Gentaz et al. (2013) ont proposé d’évaluer les effets d’un entraînement à la lecture chez des enfants scolarisés en CP. Cette étude a été menée à grande échelle, incluant la participation de plus d’une cinquantaine d‘écoles soit 2398 élèves divisés en un groupe contrôle et un groupe témoin. Il s’agissait de faire pratiquer, par les enseignants volontaires des classes, un programme d’entraînement spécifique et systématique centré sur le développement des capacités de décodage et de compréhension. En termes de procédure, il a fallu tout d’abord former les participants c’est-à-dire les enseignants volontaires à l’entraînement proposé. Des

évaluations pré-test ont été mises en place et ont permis de tester les compétences associées à la lecture, l’évaluation de la compréhension orale et lexicale et les capacités de pré-lecture de mots réguliers ou de pseudo-mots. L’entraînement portait sur les habiletés phonologiques, de décodage, de compréhension et de fluence en lecture. Des bilans post-intervention, ont été réalisés. Contrairement à ce qu’on aurait pu penser, les résultats obtenus lors des évaluations finales n’indiquent pas d’amélioration significative des enfants du groupe expérimental comparativement aux performances des enfants du groupe contrôle. Pourtant l’entraînement était basé sur des connaissances empiriques concernant l’accès au langage écrit et ses compétences sous-jacentes.

Certaines limites de cette étude de grande ampleur peuvent expliquer les résultats. Tout d’abord les enseignants qui devaient pratiquer les entraînements non pas disposés de suffisamment de temps pour être formés et préparés à l’entraînement, ou encore être accompagnés durant celui-ci, et cela du fait des contraintes temporelles du projet.
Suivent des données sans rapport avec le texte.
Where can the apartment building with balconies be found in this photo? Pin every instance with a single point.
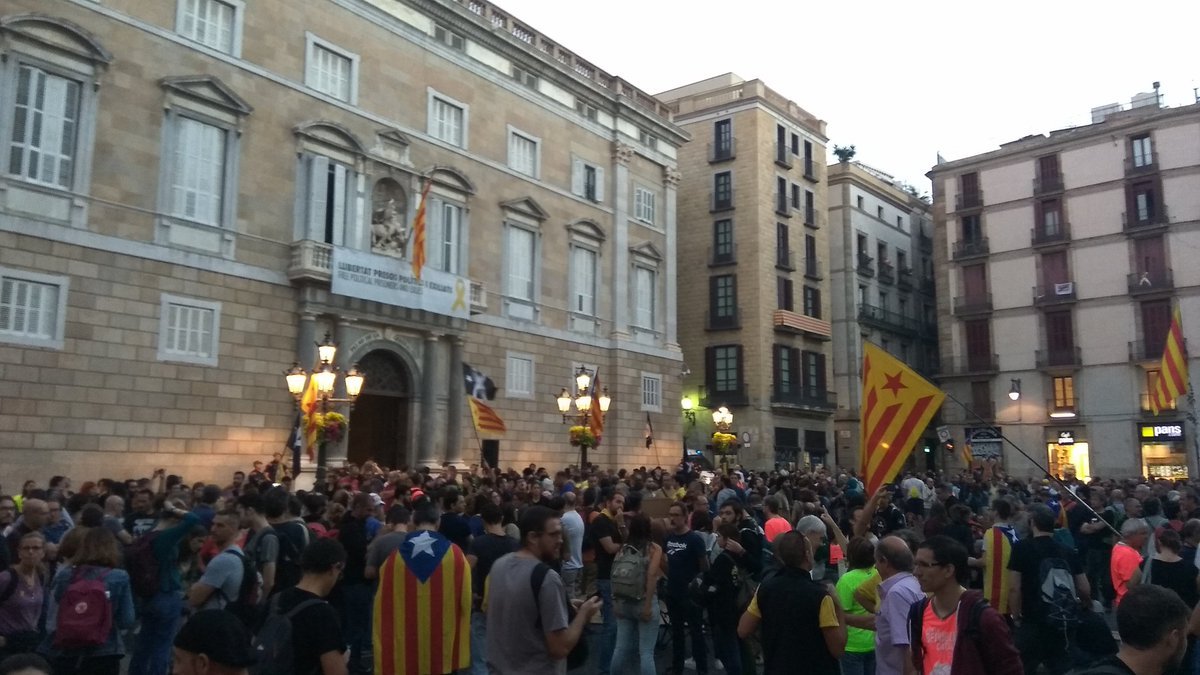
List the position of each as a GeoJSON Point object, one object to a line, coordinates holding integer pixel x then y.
{"type": "Point", "coordinates": [881, 269]}
{"type": "Point", "coordinates": [193, 192]}
{"type": "Point", "coordinates": [1060, 258]}
{"type": "Point", "coordinates": [754, 287]}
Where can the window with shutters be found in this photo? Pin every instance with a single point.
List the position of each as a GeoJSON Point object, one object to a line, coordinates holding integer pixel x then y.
{"type": "Point", "coordinates": [33, 308]}
{"type": "Point", "coordinates": [189, 330]}
{"type": "Point", "coordinates": [213, 23]}
{"type": "Point", "coordinates": [519, 381]}
{"type": "Point", "coordinates": [652, 393]}
{"type": "Point", "coordinates": [525, 151]}
{"type": "Point", "coordinates": [448, 119]}
{"type": "Point", "coordinates": [331, 70]}
{"type": "Point", "coordinates": [587, 180]}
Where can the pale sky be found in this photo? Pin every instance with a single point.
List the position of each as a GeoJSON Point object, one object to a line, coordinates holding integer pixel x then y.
{"type": "Point", "coordinates": [900, 81]}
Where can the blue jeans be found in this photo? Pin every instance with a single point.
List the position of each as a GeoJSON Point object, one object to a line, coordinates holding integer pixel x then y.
{"type": "Point", "coordinates": [607, 641]}
{"type": "Point", "coordinates": [478, 643]}
{"type": "Point", "coordinates": [160, 621]}
{"type": "Point", "coordinates": [858, 663]}
{"type": "Point", "coordinates": [634, 634]}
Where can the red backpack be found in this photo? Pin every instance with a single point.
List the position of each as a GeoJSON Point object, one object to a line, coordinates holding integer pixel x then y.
{"type": "Point", "coordinates": [85, 611]}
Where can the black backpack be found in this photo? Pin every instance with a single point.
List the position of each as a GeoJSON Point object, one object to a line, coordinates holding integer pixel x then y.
{"type": "Point", "coordinates": [273, 645]}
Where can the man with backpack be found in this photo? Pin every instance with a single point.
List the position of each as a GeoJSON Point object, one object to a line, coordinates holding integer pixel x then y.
{"type": "Point", "coordinates": [301, 633]}
{"type": "Point", "coordinates": [1049, 591]}
{"type": "Point", "coordinates": [954, 631]}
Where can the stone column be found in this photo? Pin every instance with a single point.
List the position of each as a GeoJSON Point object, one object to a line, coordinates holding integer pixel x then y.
{"type": "Point", "coordinates": [426, 448]}
{"type": "Point", "coordinates": [622, 156]}
{"type": "Point", "coordinates": [671, 184]}
{"type": "Point", "coordinates": [456, 404]}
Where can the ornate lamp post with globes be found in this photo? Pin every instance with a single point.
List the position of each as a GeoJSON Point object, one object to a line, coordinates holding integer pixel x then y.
{"type": "Point", "coordinates": [313, 393]}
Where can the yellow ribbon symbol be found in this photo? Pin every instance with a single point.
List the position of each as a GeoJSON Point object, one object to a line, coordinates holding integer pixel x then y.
{"type": "Point", "coordinates": [460, 291]}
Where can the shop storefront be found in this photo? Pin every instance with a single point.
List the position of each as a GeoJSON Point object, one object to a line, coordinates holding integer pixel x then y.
{"type": "Point", "coordinates": [1067, 453]}
{"type": "Point", "coordinates": [1163, 449]}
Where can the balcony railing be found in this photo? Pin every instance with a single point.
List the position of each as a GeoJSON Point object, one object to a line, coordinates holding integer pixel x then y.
{"type": "Point", "coordinates": [979, 303]}
{"type": "Point", "coordinates": [970, 248]}
{"type": "Point", "coordinates": [804, 398]}
{"type": "Point", "coordinates": [783, 155]}
{"type": "Point", "coordinates": [1054, 293]}
{"type": "Point", "coordinates": [1050, 234]}
{"type": "Point", "coordinates": [1048, 184]}
{"type": "Point", "coordinates": [1062, 407]}
{"type": "Point", "coordinates": [714, 398]}
{"type": "Point", "coordinates": [887, 320]}
{"type": "Point", "coordinates": [1071, 357]}
{"type": "Point", "coordinates": [971, 364]}
{"type": "Point", "coordinates": [1153, 281]}
{"type": "Point", "coordinates": [723, 151]}
{"type": "Point", "coordinates": [725, 256]}
{"type": "Point", "coordinates": [969, 199]}
{"type": "Point", "coordinates": [865, 264]}
{"type": "Point", "coordinates": [887, 272]}
{"type": "Point", "coordinates": [1144, 351]}
{"type": "Point", "coordinates": [1146, 220]}
{"type": "Point", "coordinates": [726, 321]}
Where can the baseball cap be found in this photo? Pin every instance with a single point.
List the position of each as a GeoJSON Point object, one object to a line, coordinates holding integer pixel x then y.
{"type": "Point", "coordinates": [217, 634]}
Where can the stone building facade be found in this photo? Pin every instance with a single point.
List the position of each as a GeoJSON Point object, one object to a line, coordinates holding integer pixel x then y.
{"type": "Point", "coordinates": [754, 310]}
{"type": "Point", "coordinates": [190, 191]}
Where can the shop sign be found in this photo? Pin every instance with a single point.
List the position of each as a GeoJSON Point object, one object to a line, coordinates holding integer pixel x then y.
{"type": "Point", "coordinates": [1173, 431]}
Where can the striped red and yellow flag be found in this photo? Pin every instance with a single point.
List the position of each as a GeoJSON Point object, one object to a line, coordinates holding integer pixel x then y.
{"type": "Point", "coordinates": [997, 549]}
{"type": "Point", "coordinates": [487, 423]}
{"type": "Point", "coordinates": [419, 232]}
{"type": "Point", "coordinates": [423, 608]}
{"type": "Point", "coordinates": [897, 406]}
{"type": "Point", "coordinates": [1173, 375]}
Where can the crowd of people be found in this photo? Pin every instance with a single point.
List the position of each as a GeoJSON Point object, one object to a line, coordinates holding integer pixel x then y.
{"type": "Point", "coordinates": [528, 572]}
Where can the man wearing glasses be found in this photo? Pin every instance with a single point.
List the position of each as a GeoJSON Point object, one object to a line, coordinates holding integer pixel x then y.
{"type": "Point", "coordinates": [528, 627]}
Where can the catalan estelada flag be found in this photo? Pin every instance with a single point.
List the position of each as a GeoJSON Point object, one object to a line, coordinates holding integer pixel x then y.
{"type": "Point", "coordinates": [419, 232]}
{"type": "Point", "coordinates": [487, 423]}
{"type": "Point", "coordinates": [897, 406]}
{"type": "Point", "coordinates": [997, 544]}
{"type": "Point", "coordinates": [423, 608]}
{"type": "Point", "coordinates": [1173, 374]}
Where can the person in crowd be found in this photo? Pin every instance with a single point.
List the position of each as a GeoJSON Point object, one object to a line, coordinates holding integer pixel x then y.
{"type": "Point", "coordinates": [1127, 555]}
{"type": "Point", "coordinates": [799, 619]}
{"type": "Point", "coordinates": [213, 641]}
{"type": "Point", "coordinates": [637, 620]}
{"type": "Point", "coordinates": [99, 559]}
{"type": "Point", "coordinates": [1041, 639]}
{"type": "Point", "coordinates": [317, 641]}
{"type": "Point", "coordinates": [485, 550]}
{"type": "Point", "coordinates": [429, 571]}
{"type": "Point", "coordinates": [22, 597]}
{"type": "Point", "coordinates": [954, 631]}
{"type": "Point", "coordinates": [532, 633]}
{"type": "Point", "coordinates": [859, 657]}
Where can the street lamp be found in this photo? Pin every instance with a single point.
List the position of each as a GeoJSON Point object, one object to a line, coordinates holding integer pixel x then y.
{"type": "Point", "coordinates": [585, 395]}
{"type": "Point", "coordinates": [324, 381]}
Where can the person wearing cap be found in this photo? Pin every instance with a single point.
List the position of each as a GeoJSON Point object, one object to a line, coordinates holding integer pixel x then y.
{"type": "Point", "coordinates": [214, 641]}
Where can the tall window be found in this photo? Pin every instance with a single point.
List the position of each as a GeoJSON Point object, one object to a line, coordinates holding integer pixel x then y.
{"type": "Point", "coordinates": [583, 281]}
{"type": "Point", "coordinates": [521, 263]}
{"type": "Point", "coordinates": [210, 23]}
{"type": "Point", "coordinates": [331, 70]}
{"type": "Point", "coordinates": [448, 121]}
{"type": "Point", "coordinates": [46, 117]}
{"type": "Point", "coordinates": [198, 172]}
{"type": "Point", "coordinates": [645, 298]}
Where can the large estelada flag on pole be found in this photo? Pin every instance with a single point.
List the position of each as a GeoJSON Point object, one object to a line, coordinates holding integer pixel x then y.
{"type": "Point", "coordinates": [1173, 372]}
{"type": "Point", "coordinates": [897, 406]}
{"type": "Point", "coordinates": [487, 423]}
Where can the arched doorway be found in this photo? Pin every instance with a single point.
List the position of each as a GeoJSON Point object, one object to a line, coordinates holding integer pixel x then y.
{"type": "Point", "coordinates": [381, 417]}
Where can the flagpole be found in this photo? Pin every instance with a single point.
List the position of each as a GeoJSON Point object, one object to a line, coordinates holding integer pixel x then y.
{"type": "Point", "coordinates": [1033, 461]}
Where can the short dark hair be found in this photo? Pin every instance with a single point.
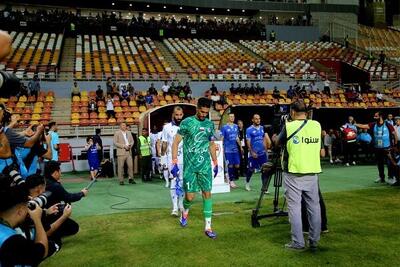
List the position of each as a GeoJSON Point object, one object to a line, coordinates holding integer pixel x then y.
{"type": "Point", "coordinates": [298, 106]}
{"type": "Point", "coordinates": [203, 102]}
{"type": "Point", "coordinates": [34, 180]}
{"type": "Point", "coordinates": [50, 167]}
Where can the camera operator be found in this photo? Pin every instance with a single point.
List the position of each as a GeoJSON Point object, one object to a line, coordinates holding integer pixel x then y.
{"type": "Point", "coordinates": [55, 221]}
{"type": "Point", "coordinates": [28, 158]}
{"type": "Point", "coordinates": [303, 149]}
{"type": "Point", "coordinates": [52, 174]}
{"type": "Point", "coordinates": [15, 249]}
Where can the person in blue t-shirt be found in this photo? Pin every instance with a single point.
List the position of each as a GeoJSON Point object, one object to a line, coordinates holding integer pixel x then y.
{"type": "Point", "coordinates": [258, 142]}
{"type": "Point", "coordinates": [230, 137]}
{"type": "Point", "coordinates": [93, 157]}
{"type": "Point", "coordinates": [55, 142]}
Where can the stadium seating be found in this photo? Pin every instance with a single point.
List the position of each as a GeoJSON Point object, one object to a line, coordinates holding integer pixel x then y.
{"type": "Point", "coordinates": [125, 111]}
{"type": "Point", "coordinates": [212, 59]}
{"type": "Point", "coordinates": [122, 57]}
{"type": "Point", "coordinates": [29, 110]}
{"type": "Point", "coordinates": [34, 53]}
{"type": "Point", "coordinates": [295, 58]}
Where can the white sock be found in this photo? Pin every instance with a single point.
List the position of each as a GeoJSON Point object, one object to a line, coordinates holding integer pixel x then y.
{"type": "Point", "coordinates": [208, 224]}
{"type": "Point", "coordinates": [174, 199]}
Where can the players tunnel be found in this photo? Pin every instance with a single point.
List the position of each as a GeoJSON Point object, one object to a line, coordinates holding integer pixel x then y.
{"type": "Point", "coordinates": [159, 115]}
{"type": "Point", "coordinates": [328, 117]}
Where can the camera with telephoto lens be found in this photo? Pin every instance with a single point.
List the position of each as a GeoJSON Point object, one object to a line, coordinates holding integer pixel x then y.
{"type": "Point", "coordinates": [9, 84]}
{"type": "Point", "coordinates": [40, 200]}
{"type": "Point", "coordinates": [12, 171]}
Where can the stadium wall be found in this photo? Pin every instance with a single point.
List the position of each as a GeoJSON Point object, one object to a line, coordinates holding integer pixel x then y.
{"type": "Point", "coordinates": [298, 33]}
{"type": "Point", "coordinates": [63, 89]}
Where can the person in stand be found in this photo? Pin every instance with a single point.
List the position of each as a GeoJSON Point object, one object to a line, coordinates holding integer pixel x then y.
{"type": "Point", "coordinates": [384, 137]}
{"type": "Point", "coordinates": [92, 149]}
{"type": "Point", "coordinates": [123, 141]}
{"type": "Point", "coordinates": [144, 151]}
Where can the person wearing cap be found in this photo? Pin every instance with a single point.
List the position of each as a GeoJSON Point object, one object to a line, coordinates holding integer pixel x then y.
{"type": "Point", "coordinates": [301, 165]}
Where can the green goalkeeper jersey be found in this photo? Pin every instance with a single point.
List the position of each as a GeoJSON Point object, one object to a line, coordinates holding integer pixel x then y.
{"type": "Point", "coordinates": [196, 136]}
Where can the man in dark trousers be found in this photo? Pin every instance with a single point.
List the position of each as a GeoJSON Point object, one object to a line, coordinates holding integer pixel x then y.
{"type": "Point", "coordinates": [144, 152]}
{"type": "Point", "coordinates": [384, 137]}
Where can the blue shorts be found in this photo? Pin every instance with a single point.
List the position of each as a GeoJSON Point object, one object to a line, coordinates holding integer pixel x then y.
{"type": "Point", "coordinates": [232, 158]}
{"type": "Point", "coordinates": [94, 165]}
{"type": "Point", "coordinates": [258, 162]}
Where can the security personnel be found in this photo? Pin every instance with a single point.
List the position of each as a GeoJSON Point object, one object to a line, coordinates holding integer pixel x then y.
{"type": "Point", "coordinates": [145, 155]}
{"type": "Point", "coordinates": [301, 165]}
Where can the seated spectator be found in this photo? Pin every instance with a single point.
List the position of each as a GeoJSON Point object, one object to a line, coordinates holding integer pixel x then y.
{"type": "Point", "coordinates": [172, 89]}
{"type": "Point", "coordinates": [252, 89]}
{"type": "Point", "coordinates": [232, 89]}
{"type": "Point", "coordinates": [182, 94]}
{"type": "Point", "coordinates": [92, 105]}
{"type": "Point", "coordinates": [259, 90]}
{"type": "Point", "coordinates": [246, 89]}
{"type": "Point", "coordinates": [327, 88]}
{"type": "Point", "coordinates": [75, 90]}
{"type": "Point", "coordinates": [152, 90]}
{"type": "Point", "coordinates": [291, 93]}
{"type": "Point", "coordinates": [313, 87]}
{"type": "Point", "coordinates": [123, 91]}
{"type": "Point", "coordinates": [239, 89]}
{"type": "Point", "coordinates": [114, 90]}
{"type": "Point", "coordinates": [99, 93]}
{"type": "Point", "coordinates": [165, 88]}
{"type": "Point", "coordinates": [379, 96]}
{"type": "Point", "coordinates": [140, 100]}
{"type": "Point", "coordinates": [110, 107]}
{"type": "Point", "coordinates": [109, 87]}
{"type": "Point", "coordinates": [149, 98]}
{"type": "Point", "coordinates": [214, 90]}
{"type": "Point", "coordinates": [131, 90]}
{"type": "Point", "coordinates": [276, 93]}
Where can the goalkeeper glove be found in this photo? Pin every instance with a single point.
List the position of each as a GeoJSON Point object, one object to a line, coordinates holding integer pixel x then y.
{"type": "Point", "coordinates": [175, 168]}
{"type": "Point", "coordinates": [215, 169]}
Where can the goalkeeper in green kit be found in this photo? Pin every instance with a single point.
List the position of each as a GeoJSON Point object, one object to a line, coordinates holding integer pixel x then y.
{"type": "Point", "coordinates": [197, 133]}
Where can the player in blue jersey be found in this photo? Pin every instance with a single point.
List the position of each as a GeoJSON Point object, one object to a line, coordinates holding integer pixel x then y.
{"type": "Point", "coordinates": [93, 157]}
{"type": "Point", "coordinates": [258, 142]}
{"type": "Point", "coordinates": [232, 148]}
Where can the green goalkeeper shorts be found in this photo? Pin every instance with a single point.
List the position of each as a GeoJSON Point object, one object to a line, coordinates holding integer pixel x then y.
{"type": "Point", "coordinates": [195, 181]}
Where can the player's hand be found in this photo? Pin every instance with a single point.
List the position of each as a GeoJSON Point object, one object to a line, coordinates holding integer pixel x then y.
{"type": "Point", "coordinates": [67, 211]}
{"type": "Point", "coordinates": [175, 170]}
{"type": "Point", "coordinates": [215, 169]}
{"type": "Point", "coordinates": [85, 192]}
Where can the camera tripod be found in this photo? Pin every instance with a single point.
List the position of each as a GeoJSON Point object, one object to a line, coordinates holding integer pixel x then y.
{"type": "Point", "coordinates": [277, 212]}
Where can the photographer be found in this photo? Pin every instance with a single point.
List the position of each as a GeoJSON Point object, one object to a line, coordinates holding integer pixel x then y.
{"type": "Point", "coordinates": [15, 249]}
{"type": "Point", "coordinates": [301, 165]}
{"type": "Point", "coordinates": [55, 219]}
{"type": "Point", "coordinates": [28, 158]}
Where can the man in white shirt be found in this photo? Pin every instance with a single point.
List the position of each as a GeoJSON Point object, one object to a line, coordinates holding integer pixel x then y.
{"type": "Point", "coordinates": [165, 88]}
{"type": "Point", "coordinates": [123, 141]}
{"type": "Point", "coordinates": [168, 135]}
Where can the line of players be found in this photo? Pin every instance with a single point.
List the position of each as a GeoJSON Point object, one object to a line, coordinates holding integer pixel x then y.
{"type": "Point", "coordinates": [257, 141]}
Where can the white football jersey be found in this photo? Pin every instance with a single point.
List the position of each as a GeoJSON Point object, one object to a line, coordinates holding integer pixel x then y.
{"type": "Point", "coordinates": [168, 135]}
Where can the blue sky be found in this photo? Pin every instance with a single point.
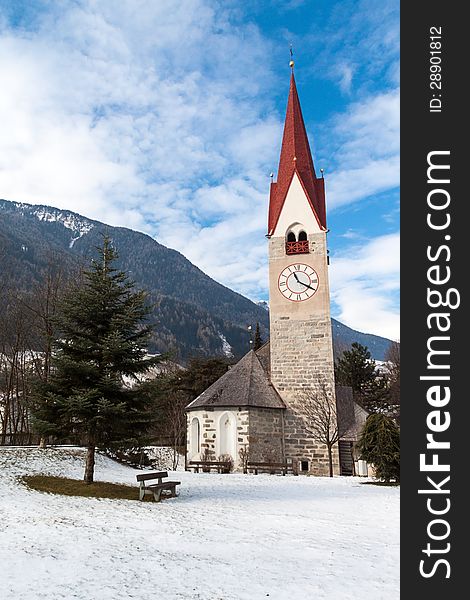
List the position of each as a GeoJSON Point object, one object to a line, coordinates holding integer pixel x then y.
{"type": "Point", "coordinates": [166, 116]}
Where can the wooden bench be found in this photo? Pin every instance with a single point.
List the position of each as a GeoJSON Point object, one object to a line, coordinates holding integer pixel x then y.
{"type": "Point", "coordinates": [206, 465]}
{"type": "Point", "coordinates": [271, 468]}
{"type": "Point", "coordinates": [156, 489]}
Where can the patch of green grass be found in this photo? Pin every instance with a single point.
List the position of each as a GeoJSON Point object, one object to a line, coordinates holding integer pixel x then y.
{"type": "Point", "coordinates": [75, 487]}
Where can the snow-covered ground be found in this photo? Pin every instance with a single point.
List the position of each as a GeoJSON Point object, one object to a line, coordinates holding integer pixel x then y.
{"type": "Point", "coordinates": [226, 537]}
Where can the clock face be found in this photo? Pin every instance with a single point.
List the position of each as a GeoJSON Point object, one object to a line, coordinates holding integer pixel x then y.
{"type": "Point", "coordinates": [298, 282]}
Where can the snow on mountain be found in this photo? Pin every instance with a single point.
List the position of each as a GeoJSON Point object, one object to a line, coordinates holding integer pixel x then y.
{"type": "Point", "coordinates": [78, 225]}
{"type": "Point", "coordinates": [226, 347]}
{"type": "Point", "coordinates": [263, 304]}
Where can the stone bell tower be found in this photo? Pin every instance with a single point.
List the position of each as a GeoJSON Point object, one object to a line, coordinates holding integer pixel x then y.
{"type": "Point", "coordinates": [300, 324]}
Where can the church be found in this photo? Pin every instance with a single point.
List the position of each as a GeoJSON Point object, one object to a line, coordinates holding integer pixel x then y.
{"type": "Point", "coordinates": [260, 406]}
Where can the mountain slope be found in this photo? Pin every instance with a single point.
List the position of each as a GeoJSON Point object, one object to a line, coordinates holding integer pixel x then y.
{"type": "Point", "coordinates": [193, 313]}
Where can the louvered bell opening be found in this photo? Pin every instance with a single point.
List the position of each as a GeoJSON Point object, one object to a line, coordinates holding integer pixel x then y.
{"type": "Point", "coordinates": [299, 247]}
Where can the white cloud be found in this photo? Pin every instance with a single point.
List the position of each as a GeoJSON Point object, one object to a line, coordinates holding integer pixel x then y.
{"type": "Point", "coordinates": [364, 284]}
{"type": "Point", "coordinates": [367, 159]}
{"type": "Point", "coordinates": [141, 114]}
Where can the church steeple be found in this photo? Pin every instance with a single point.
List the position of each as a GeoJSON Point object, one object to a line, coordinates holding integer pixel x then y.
{"type": "Point", "coordinates": [296, 158]}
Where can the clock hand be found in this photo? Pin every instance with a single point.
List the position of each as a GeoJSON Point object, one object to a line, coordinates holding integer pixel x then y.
{"type": "Point", "coordinates": [306, 285]}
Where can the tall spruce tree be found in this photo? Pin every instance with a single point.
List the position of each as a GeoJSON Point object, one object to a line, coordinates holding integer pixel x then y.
{"type": "Point", "coordinates": [379, 445]}
{"type": "Point", "coordinates": [356, 368]}
{"type": "Point", "coordinates": [101, 340]}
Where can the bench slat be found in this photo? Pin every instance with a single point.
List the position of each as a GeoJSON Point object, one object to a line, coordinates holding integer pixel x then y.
{"type": "Point", "coordinates": [146, 476]}
{"type": "Point", "coordinates": [167, 484]}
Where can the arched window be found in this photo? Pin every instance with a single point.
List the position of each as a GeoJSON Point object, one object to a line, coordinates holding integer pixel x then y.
{"type": "Point", "coordinates": [291, 237]}
{"type": "Point", "coordinates": [297, 243]}
{"type": "Point", "coordinates": [195, 437]}
{"type": "Point", "coordinates": [227, 435]}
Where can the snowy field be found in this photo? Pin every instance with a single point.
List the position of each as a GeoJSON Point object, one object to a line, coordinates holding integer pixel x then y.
{"type": "Point", "coordinates": [226, 537]}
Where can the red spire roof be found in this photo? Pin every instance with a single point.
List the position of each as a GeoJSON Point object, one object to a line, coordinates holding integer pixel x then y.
{"type": "Point", "coordinates": [296, 158]}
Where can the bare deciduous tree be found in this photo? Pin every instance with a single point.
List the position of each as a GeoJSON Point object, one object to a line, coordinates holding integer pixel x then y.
{"type": "Point", "coordinates": [321, 418]}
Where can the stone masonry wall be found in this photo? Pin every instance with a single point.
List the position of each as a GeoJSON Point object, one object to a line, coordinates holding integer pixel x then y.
{"type": "Point", "coordinates": [266, 435]}
{"type": "Point", "coordinates": [209, 419]}
{"type": "Point", "coordinates": [301, 350]}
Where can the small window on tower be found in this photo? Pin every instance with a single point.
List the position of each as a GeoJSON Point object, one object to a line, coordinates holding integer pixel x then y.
{"type": "Point", "coordinates": [297, 246]}
{"type": "Point", "coordinates": [291, 237]}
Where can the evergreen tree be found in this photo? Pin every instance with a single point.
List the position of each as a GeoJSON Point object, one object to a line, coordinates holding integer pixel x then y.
{"type": "Point", "coordinates": [357, 369]}
{"type": "Point", "coordinates": [379, 445]}
{"type": "Point", "coordinates": [101, 340]}
{"type": "Point", "coordinates": [258, 342]}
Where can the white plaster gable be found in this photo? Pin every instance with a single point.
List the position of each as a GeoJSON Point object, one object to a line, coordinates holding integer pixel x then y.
{"type": "Point", "coordinates": [296, 214]}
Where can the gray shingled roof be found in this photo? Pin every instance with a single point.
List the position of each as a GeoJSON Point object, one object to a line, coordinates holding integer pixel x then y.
{"type": "Point", "coordinates": [245, 384]}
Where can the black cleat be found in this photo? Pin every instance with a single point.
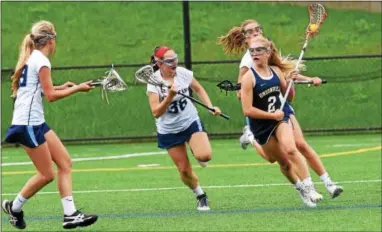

Finalement, seules des classes de CP ont été concernées, là aussi du fait des contraintes temporelles, alors qu’il aurait été intéressant de pouvoir initier ses entraînements dès la maternelle (Gentaz et al., 2013).

Même si cette étude ne vient pas confirmer les bénéfices des entraînements pour faciliter l’apprentissage de la lecture, il est tout de même possible grâce à elle, de mettre en avant des aspects méthodologiques importants. La mise en œuvre d’entraînement serait plus pertinente dès l’école maternelle, soit en amont de l’apprentissage explicite de la lecture, et également de façon longitudinale. De plus il est important que les intervenants qui pratiquent ces entraînements soient formés à l’utilisation du matériel.

Si la conscience phonologique et les renforcements autour de la connaissance des lettres peuvent faire l’objet d’interventions distinctes pour les élèves, il semblerait toutefois que les entraînements combinant le développement de la conscience phonologique, la connaissance des lettres et les associations graphèmes-phonèmes soient encore plus efficaces, comme le souligne (Bara, Gentaz, et Colé, 2004).